Fig. 13 is the reconstructed signal with fault characteristics of four measuring points in time-domain by Eq. 6. In the figures, the green wave is original signal, the brown wave is the de-noising signal. From the figures, the impact vibration generated by backlash and transmission error is dominant and effectively reduced after reconstruction. From the figures, the acceleration value of de-noising signal is much smaller than original one in each time. In addition, the trend of de-noising signal and original signal are same.

Fig. 13

Time domain diagram of vibration acceleration at measurement points after de-noising. a Measurement point I; b Measurement point II; c Measurement point III; d Measurement point IV

The effect of signal de-noising is evaluated by SNR method and RMSE, the results are showed in Table 4. From the results, SNR ≥45 dB, and RMSE <0.4 in all measurement points. It reveals a better effect of de-noising by ISVD. In addition, it reveals that the de-noising effect of signals at Points I and II is better than Points III and IV.

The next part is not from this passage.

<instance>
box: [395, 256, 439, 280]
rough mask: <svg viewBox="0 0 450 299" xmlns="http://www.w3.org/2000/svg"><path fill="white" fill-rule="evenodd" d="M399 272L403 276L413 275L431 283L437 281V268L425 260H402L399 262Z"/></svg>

Table 4 Evaluation of de-noising effect of experimental data

5.6 Experimental results and analysis

Fig. 14 is the frequency response diagram of de-noising signals and original signals in each measurement point from Fig. 13 by Fourier transform. In Fig. 14, Fig. 14a,c and d are similar, because Point 1 Point III and Point IV are meshed. In the figures, the effective signals are retained in the frequency range of 300 Hz < f < 800 Hz and 1.2 kHz < f < 1.7 kHz as the different rotation speeds of each axis, signals of other frequencies are noise which is de-noised by ISVD. Fig. 14b are the signals in Point II which near the input source and affected by more vibrations. In the figure, the signal of noise is de-noised in ineffective range of frequency, and the effective signal is retained.

Fig. 14

Frequency response characteristics at each measurement point. a Measurement point I; b Measurement point II; c Measurement point III; d Measurement point IV

6 Conclusions

In this research, a new method of ISVD is proposed for the vibration signal de-noising of gear pitting fault identification. Simulation and experiments have been conducted to prove the efficiency of ISVD. The conclusions are listed as follows:

(i):

The theory of ISVD is expressed, the method for the determination of parameters τ and m for SVD are optimized by autocorrelation function and Cao’s algorithm respectively. The signal after de-noising is reconstructed by the inverse of the Hankel matrix.

(ii):

In the simulation, the ISVD method is employed to de-noise the artificial vibration signal in a mathematical model of gear pitting fault, the results are SNR = 31.3 dB and RMSE = 0.34. The simulation results reveal that ISVD has a good effect on de-noising of the fault vibration signal.

(iii):

In the experiment, the ISVD method is adopted to de-noising the vibration signal of gear pitting fault identification, the results demonstrate SNR >45 dB, and RMSE <0.4. The experiment results reveal that ISVD has a good effect on de-noising of the fault vibration signal.